Ese cierre de filas generalizado se nota en el aburrimiento que tienden a provocar hoy las entrevistas a cualquier político. El llamado “argumentario” ha arruinado la espontaneidad y la conversación pública. ¿Qué debate cabe sobre unas líneas que ha escrito y distribuido previamente el mismo partido para que sus portavoces repitan una y otra vez ante cualquier suceso, con exactamente las mismas palabras o expresiones? A menudo es una cuestión de supervivencia. Con la multiplicación de canales informativos, las organizaciones necesitan unificar sus mensajes ante la sociedad para que calen. Los propios analistas tendemos a ser críticos cuando alguien se sale de la línea oficialista.
En este caso, los WhatsApp publicados estos días son llamativos porque el PSOE era el partido que más se preciaba de su encarnizado debate interno. Ahora bien, el presidente del Gobierno tampoco necesitaba darles un toque a sus barones: había anulado ya su poder interno años atrás. El hiperliderazgo tiene más de generacional y de contexto de lo que parece. Tras ganar las primarias en 2017, Sánchez rebajó las atribuciones del Comité Federal —para que no pudieran echarle otra vez— mientras que daba mayor poder a la militancia. Es decir, se dotaba de más poder a sí mismo, porque las bases raramente cuestionan las decisiones de la cúpula.

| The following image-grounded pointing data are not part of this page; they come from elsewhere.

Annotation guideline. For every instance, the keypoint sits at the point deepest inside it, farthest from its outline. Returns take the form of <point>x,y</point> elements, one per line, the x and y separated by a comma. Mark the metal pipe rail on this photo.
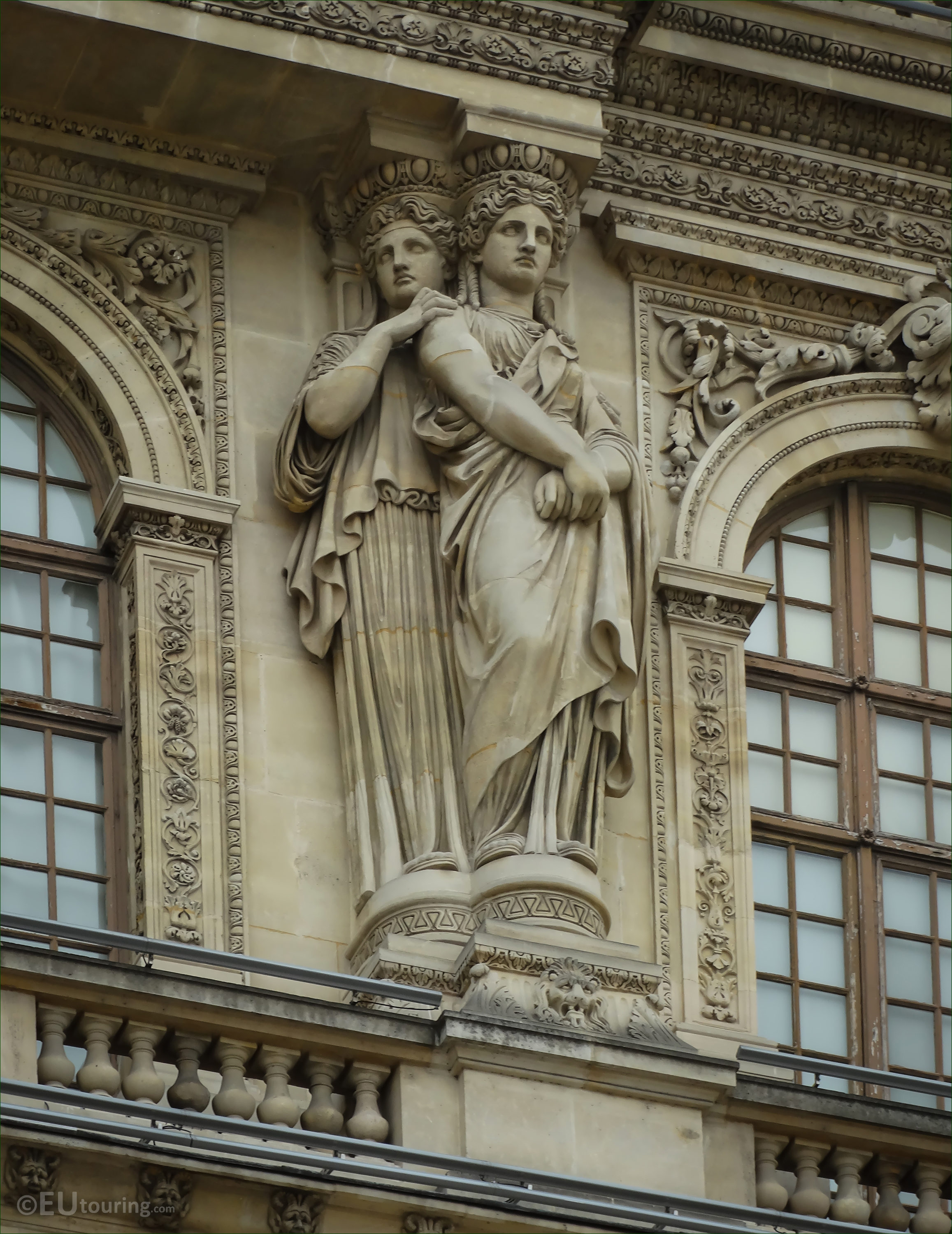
<point>844,1072</point>
<point>218,959</point>
<point>461,1180</point>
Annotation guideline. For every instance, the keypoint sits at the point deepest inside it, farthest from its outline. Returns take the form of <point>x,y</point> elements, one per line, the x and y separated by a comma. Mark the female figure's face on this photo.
<point>518,251</point>
<point>406,262</point>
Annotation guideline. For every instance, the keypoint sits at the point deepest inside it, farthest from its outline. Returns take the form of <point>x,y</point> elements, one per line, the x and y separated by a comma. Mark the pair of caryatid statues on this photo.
<point>477,550</point>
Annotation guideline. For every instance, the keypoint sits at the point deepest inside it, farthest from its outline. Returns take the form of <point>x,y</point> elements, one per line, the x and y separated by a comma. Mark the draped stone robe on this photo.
<point>549,616</point>
<point>371,584</point>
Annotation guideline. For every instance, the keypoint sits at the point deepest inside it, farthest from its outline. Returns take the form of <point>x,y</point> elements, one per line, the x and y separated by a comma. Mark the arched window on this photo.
<point>851,794</point>
<point>60,693</point>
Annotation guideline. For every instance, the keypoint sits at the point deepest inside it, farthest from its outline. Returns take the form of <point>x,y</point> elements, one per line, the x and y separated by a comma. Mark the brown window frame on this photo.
<point>100,724</point>
<point>859,694</point>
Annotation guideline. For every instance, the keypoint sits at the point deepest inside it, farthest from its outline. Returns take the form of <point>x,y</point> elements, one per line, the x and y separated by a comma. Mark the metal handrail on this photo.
<point>466,1176</point>
<point>844,1072</point>
<point>239,962</point>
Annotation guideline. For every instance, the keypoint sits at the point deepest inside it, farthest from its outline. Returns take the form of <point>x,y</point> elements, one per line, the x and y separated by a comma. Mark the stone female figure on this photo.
<point>550,579</point>
<point>366,567</point>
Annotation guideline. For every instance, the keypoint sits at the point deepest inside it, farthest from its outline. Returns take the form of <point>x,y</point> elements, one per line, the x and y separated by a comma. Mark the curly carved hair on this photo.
<point>514,189</point>
<point>429,219</point>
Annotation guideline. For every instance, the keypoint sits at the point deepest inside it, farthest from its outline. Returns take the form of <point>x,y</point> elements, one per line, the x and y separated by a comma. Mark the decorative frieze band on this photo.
<point>522,42</point>
<point>186,842</point>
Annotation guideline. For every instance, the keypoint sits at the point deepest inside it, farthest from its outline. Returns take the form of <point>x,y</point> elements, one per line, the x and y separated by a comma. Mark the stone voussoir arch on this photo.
<point>785,436</point>
<point>146,406</point>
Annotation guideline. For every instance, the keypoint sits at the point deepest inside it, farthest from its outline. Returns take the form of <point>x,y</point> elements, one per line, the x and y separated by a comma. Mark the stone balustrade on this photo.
<point>813,1176</point>
<point>152,1063</point>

A diferencia de a Rivera, no le salió mal la jugada: ¿De qué otra forma habría logrado Sánchez llegar a ser presidente, si no hubiera aceptado ir de la mano con Podemos y los independentistas, en la moción de censura contra Rajoy en 2018? Los barones le habían prohibido cualquier entendimiento con esos mismos socios en 2015. La centralidad tampoco se premia en contextos de polarización política.
Sin embargo, sería naíf pensar que antes de 2017 no había en el PSOE mecanismos de control interno. Las organizaciones partidistas siempre han bailado al son de su dirigente, ya fuera por el carisma de este, por adhesión acrítica, por miedo a quedarse arrinconado o porque antes de que la militancia eligiera a sus líderes lo hacían unos delegados —personas designadas— que no caían del cielo. Como diría Alfonso Guerra, “el que se mueve, no sale en la foto”. El partido de Felipe González pasó de no apoyar la entrada en la OTAN, a hacerlo.
Precisamente, el drama de la democracia española hoy no es que nuestros partidos traten de acallar la crítica interna, sino cómo ese señalamiento permea ya entre ciertos ciudadanos. Se ha vuelto imposible dudar de lo que hace el líder de turno sin ser acusado de ser poco de derechas, o poco de izquierdas, incluso, de traidor que buscar derribar a la organización entera pese a haber militado en ella o apoyarla en silencio. ¿Desde cuándo convertirse en un palmero ha mejorado a ningún país o partido? Los políticos no tienen el monopolio de los valores, sino de su estrategia. Las redes sociales amplifican ese fenómeno peligroso que, por suerte, aún no es tan común en la calle.
Habrán ido cambiando las formas, pero tampoco cabe idealizar un pasado anárquico o asambleario en los partidos. Ya en el siglo XX Robert Michels teorizaba sobre la ley de hierro de la oligarquía: el poder tiende a concentrarse. Los partidos reproducen estructuras a su alrededor, sea vía cuadros propios o vía altavoces externos.
Asumamos nuestro cinismo: la delgada línea entre si nos parece bien o mal apartar a las voces discrepantes también tiene que ver con que un líder llegue o no al Gobierno. En eso son parecidos rojos y azules. No es únicamente una cosa de Pedro Sánchez contra el PSOE disidente.